After finishing off a nice fat joint of ‘Power Kush’, I enjoyed the street scenes the moment new year arrived, my bag of ollibollen keeping me great company. Bangs and booms were slowly increasing in regularity before the new year came, but once new year had arrived I had to check out the local scene to watch families wander out into the street, loaded with armfulls of fireworks as if they were going to wage war with the first day of January. These people are crazy over fireworks, everywhere I looked there were people bringing out their fireworks for a street display. Red bottle and sky rockets were whistling up haphazardly into the night sky, multicoloured missile batteries were firing skywards from the pub across the road, ‘banger’ bombs could be heard booming all over the local area, long strings of firecrackers were thrown into the middle of the road, snapping at the cars driving past. Repeaters, artillery shells, strobes, roman candles, you name it, these people had it. They are passionate for fireworks in this country, and when I say passionate I mean they love the bloody things. It was my first new years away from home, in a new city, and witness to a funny, crazy street style celebration. It was a really cool experience, seeing all the locals get together and celebrate their own way.

New years day brought with it the gift of sunshine, which shone down the canalled streets, occasional booms still rendering across the city streets, which were snowed under in red paper, a remainder of the previous evenings celebrations. On my to the cinema, groups of young people filtered and scanned through mountains of red, looking for any remaining fireworks that could be set off. Continual booms, bangs and hisses accompanied my walk through town, I couldn’t help but laugh on my way down to the heart of Amsterdam.

After a eye glazing Star Wars, it was time to begin the hunt for some stammpot, another dish from my childhood. A dish which is virtually mashed potatoes with veges mixed in, usually a sausage or chunky slice of bacon thrown on top. The door swung wide and in I went, very hungry and after ordering my sauerkraut stammpot with sausage, I sipped away on my heineken, eagerly awaiting dinner. As I tucked in i envisioned a supersized family pot full of mashed potatoes and sauerkraut thunking down on a wooden board, and horseshoe shaped dutch sausages being slapped loudly onto serving dishes. While a machete sized butchers knife cut through the sausage, hot bacon spec was sprinkled over the potato, flavourful fat drizzling down in tiny rivulets off the top of the mountain of potatoes. Fresh ‘grandma’s’ apple pie followed with a good hit of vanilla ice cream, dolloped on the side of the plate. A perfect soulfilling, heart warming meal for the cool dutch winter.

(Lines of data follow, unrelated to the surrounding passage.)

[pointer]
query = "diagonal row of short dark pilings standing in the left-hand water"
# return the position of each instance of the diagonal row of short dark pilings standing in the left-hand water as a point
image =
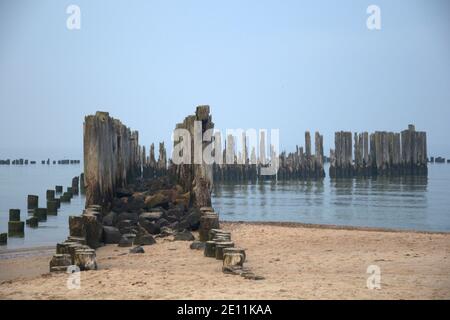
(38, 214)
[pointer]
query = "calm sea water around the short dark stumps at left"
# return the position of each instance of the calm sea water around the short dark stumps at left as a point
(16, 182)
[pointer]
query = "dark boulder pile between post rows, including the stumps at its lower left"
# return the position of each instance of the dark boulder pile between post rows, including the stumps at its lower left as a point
(139, 214)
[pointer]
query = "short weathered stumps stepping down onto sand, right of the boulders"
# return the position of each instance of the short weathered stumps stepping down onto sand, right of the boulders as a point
(219, 245)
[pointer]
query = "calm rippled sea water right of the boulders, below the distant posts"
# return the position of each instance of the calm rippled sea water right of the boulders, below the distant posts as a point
(400, 203)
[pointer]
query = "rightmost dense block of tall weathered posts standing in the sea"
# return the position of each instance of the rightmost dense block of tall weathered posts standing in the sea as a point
(379, 154)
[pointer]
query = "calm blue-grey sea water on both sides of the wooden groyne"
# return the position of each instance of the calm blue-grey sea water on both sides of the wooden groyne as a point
(400, 203)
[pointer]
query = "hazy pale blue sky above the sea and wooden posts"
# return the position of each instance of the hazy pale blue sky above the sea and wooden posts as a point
(292, 65)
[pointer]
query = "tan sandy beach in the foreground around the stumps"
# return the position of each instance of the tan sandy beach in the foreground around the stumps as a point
(297, 262)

Over the course of that evening I managed to catch up with my friends Denny and Lalita on the eastside of town for a few cups of tea and exchange stories, I hadn’t seen these guys for a few years, so it was awesome being able to catch up with them in Amsterdam. Part of the joy of travelling is meeting up with both old and new friends alike in different destinations you never dreamed you would get together in. The whole world becomes your playground, the world itself becomes your local city. It’s similar to getting on the blower and calling my mates back home and organising to meet up down at Greenlees (our local) to catch up over a steak and a few schooey’s. ‘Oh you guys are in germany now? Sweet dude I’ll meet you in Munich, let’s go for some dinner and a few schooeys’. It’s the same deal across the world. We spent the evening talking about our experiences to date, our future plans and reliving the spring days of our adventurous youth. Ah, to be young again! After a long stroll back to Oude Pijp we parted ways, until we meet again my friends!